Mr. Bush won their hearts with his proposal to give first-time homebuyers a $5,000 tax credit, which he said would generate 3,500 new homes and 6,000 jobs in South Carolina.
He also tried to restore his tarnished image as a man of conviction, saying, "I've learned that life means nothing without fidelity to principles."
Perhaps Mr. Bush had seen the cartoon in that morning's edition of the State, South Carolina's leading newspaper. Titled "Wimp Vane," it depicted the president as a weather vane being spun dizzily by Mr. Buchanan.
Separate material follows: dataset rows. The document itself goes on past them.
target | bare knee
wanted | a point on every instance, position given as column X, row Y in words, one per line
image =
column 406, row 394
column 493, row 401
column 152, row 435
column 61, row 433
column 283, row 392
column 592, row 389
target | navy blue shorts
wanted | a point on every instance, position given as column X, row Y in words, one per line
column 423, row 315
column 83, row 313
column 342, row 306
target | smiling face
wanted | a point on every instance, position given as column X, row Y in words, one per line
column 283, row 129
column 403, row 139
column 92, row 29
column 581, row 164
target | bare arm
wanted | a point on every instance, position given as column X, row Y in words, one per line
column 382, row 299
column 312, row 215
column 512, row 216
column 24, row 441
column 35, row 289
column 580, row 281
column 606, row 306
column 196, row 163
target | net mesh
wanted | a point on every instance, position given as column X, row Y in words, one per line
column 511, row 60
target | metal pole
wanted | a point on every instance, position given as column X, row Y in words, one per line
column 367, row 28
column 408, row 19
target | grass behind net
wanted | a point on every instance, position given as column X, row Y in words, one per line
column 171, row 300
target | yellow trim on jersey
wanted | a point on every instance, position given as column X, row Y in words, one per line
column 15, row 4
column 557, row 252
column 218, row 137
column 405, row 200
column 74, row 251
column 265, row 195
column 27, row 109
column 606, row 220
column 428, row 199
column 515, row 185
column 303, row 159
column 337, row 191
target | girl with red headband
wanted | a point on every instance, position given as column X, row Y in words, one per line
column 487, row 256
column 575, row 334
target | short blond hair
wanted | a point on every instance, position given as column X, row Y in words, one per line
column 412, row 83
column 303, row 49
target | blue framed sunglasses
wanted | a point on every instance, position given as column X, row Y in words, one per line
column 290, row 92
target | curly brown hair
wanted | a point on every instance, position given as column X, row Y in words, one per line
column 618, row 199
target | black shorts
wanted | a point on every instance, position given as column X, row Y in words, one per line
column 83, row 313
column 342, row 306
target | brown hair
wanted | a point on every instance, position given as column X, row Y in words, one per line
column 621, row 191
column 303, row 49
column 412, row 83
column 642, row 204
The cartoon highlighted an undercurrent of dissatisfaction with Mr. Bush that Mr. Buchanan and David Duke, who is beginning his presidential campaign here, hope to tap.
Mr. Buchanan has made few appearances here but is advertising extensively on TV and radio, which suggests he is concerned about South Carolina and yet does not want to raise expectations.
In one ad, he defines his "America First" campaign theme with attacks on foreign aid and unfair trade practices. He is reaching out to textile workers who feel threatened by foreign imports.
Poll results don't bode well for Mr. Bush's opponents, especially Mr. Duke, the former Ku Klux Klan leader whose role as a protest candidate has been eclipsed by Mr. Buchanan.
A survey of South Carolina voters by Mason-Dixon Opinion Research of Columbia, Md., showed Mr. Bush leading with 78 percent, Mr. Buchanan second with 15 percent and Mr. Duke last with just 2 percent.
The same poll showed Mr. Clinton, the Arkansas governor, leading former Massachusetts Sen. Paul E. Tsongas 33 percent to 14 percent, followed by Nebraska Sen. Bob Kerrey with 9 percent, Mr. Harkin with 6 percent, and former California Gov. Edmund G. "Jerry" Brown Jr. with 3 percent.
Mr. Kerrey quit the race Thursday.
Mr. Harkin campaigned yesterday in South Carolina and is running some ads. Earlier, he campaigned with the Rev. Jesse L. Jackson as part of a pitch aimed at black voters, who make up 30 percent of the electorate. But Mr. Clinton is expected to win most of the black vote.
Mr. Tsongas, who didn't have an organization here a couple of weeks ago, visited Wednesday and has been endorsed by some prominent South Carolinians, such as banker W. W. "Hootie" Johnson, who supported Mr. Bush in 1988.
But Mr. Tsongas, concentrating more on Tuesday's primaries, concedes victory to Mr. Clinton.